Photo of Chad Crowell

Chad Crowell

DevOps Training Architect II in Content

Length

01:00:00

Difficulty

Intermediate

Kafka Streams is a library enabling you to perform per-event processing of records. You can use it to process data as soon as it arrives, versus having to wait for a batch to occur. In this hands-on lab, we use Kafka Streams to stream some input data as plain-text and process it in real-time. With this, we can count the number of words from our input stream.

What are Hands-On Labs?

Hands-On Labs are scenario-based learning environments where learners can practice without consequences. Don't compromise a system or waste money on expensive downloads. Practice real-world skills without the real-world risk, no assembly required.

Streaming Data Using Kafka Streams to Count Words

Introduction

In this hands-on lab, we use the WordCount demo application that comes with the Kafka binaries. This application is already built, so we won't create the application from scratch. We need to create an input topic, an output topic, and then use the WordCount Streaming Application to count the number of words in the input stream using the Kafka console consumer. We do this by passing in the apprpriate properties to the console consumer to format, serialize, and deserialize the data into the correct output for viewing in the console.

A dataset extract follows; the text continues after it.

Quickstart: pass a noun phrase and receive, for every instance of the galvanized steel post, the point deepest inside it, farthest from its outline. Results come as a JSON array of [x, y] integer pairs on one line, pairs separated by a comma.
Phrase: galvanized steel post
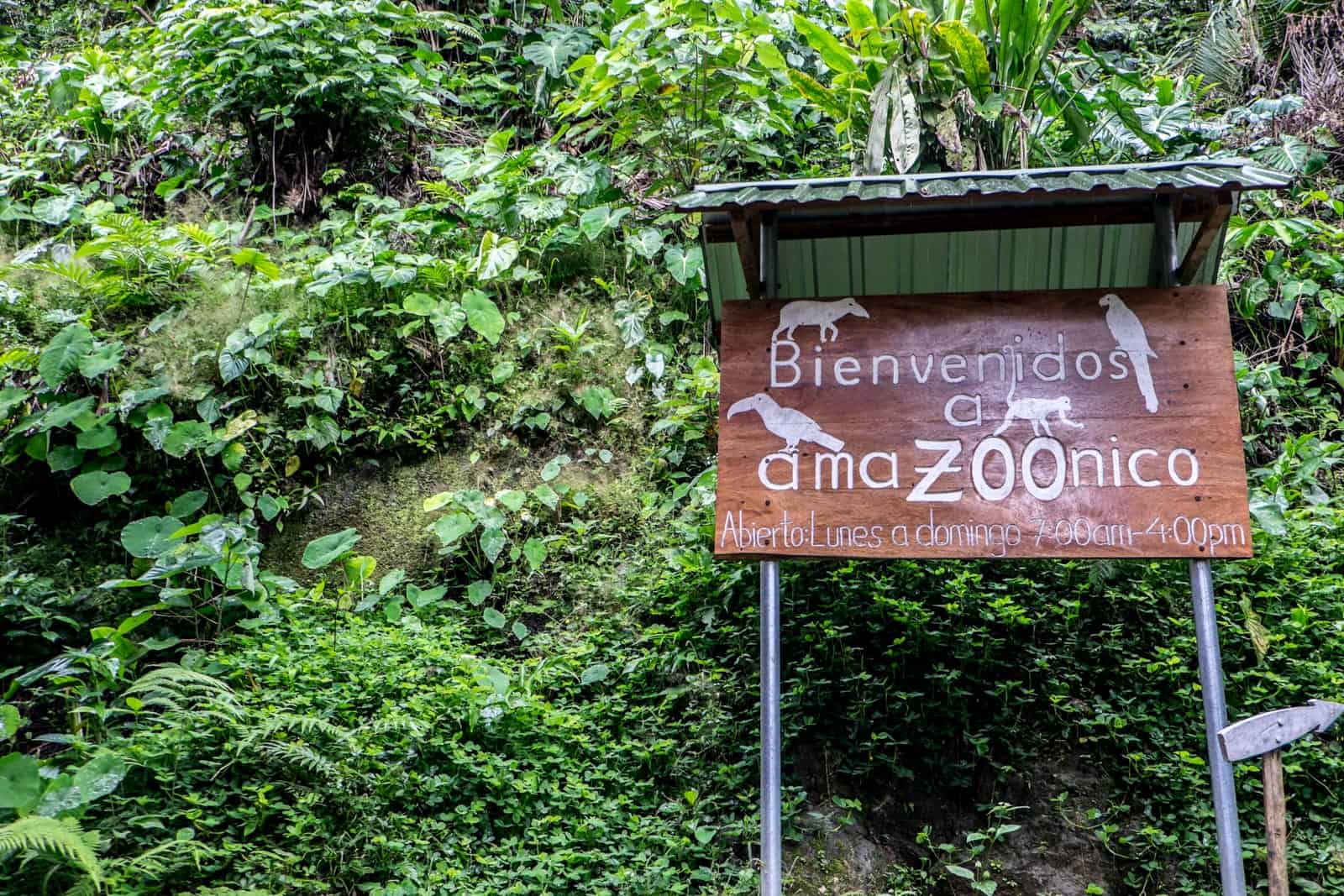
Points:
[[772, 835], [1206, 638]]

When we have an output of the count of each word in the console, we've successfully completed this lab.

Solution

  1. Begin by logging in to the lab server using the credentials provided on the hands-on lab page.

    ssh cloud_user@PUBLIC_IP_ADDRESS

Set Up the Environment

  1. Transfer to the content-kafka-deep-dive directory.

    cd content-kafka-deep-dive/
  2. Build the Kafka Cluster

    docker-compose up -d --build
  3. Return to your home directory and expand the Kafka file.

    cd
    
    tar -xvf kafka_2.12-2.2.0.tgz
  4. Rename the new directory.

    mv kafka_2.12-2.2.0 kafka
  5. Install Java.

    sudo apt install default-jdk
  6. Verify the version.

    java -version

Write to a Kafka Stream and Open a Kafka Console Consumer

  1. Transfer to the kafka directory.

    cd kafka/
  2. Create an input topic.

    bin/kafka-topics.sh --create --zookeeper localhost:2181 --replication-factor 1 --partitions 1 --topic streams-plaintext-input
  3. Create an output topic.

    bin/kafka-topics.sh --create --zookeeper localhost:2181 --replication-factor 1 --partitions 1 --topic streams-wordcount-output
  4. Open a Kafka console producer.

    bin/kafka-console-producer.sh --broker-list localhost:9092 --topic streams-plaintext-input
  5. Enter the following messages.

    kafka streams is great
    kafka processes messages in real time
    kafka helps real information streams
  6. Use Ctrl-C to exit the producer.

  7. Open a Kafka console consumer.

    bin/kafka-console-consumer.sh --bootstrap-server localhost:9092 
        --topic streams-wordcount-output 
        --from-beginning 
        --formatter kafka.tools.DefaultMessageFormatter 
        --property print.key=true 
        --property print.value=true 
        --property key.deserializer=org.apache.kafka.common.serialization.StringDeserializer 
        --property value.deserializer=org.apache.kafka.common.serialization.LongDeserializer

Run the WordCountDemo on the Kafka Stream

  1. Open a new terminal to the lab server.

    ssh cloud_user@PUBLIC_IP_ADDRESS
  2. Move the kafka directory and run the WordCount application.

    cd kafka
    
    bin/kafka-run-class.sh org.apache.kafka.streams.examples.wordcount.WordCountDemo
  3. Switch back to the terminal with the open Kafka consumer and verify the word counts.

Conclusion

Congratulations — you've completed this hands-on lab!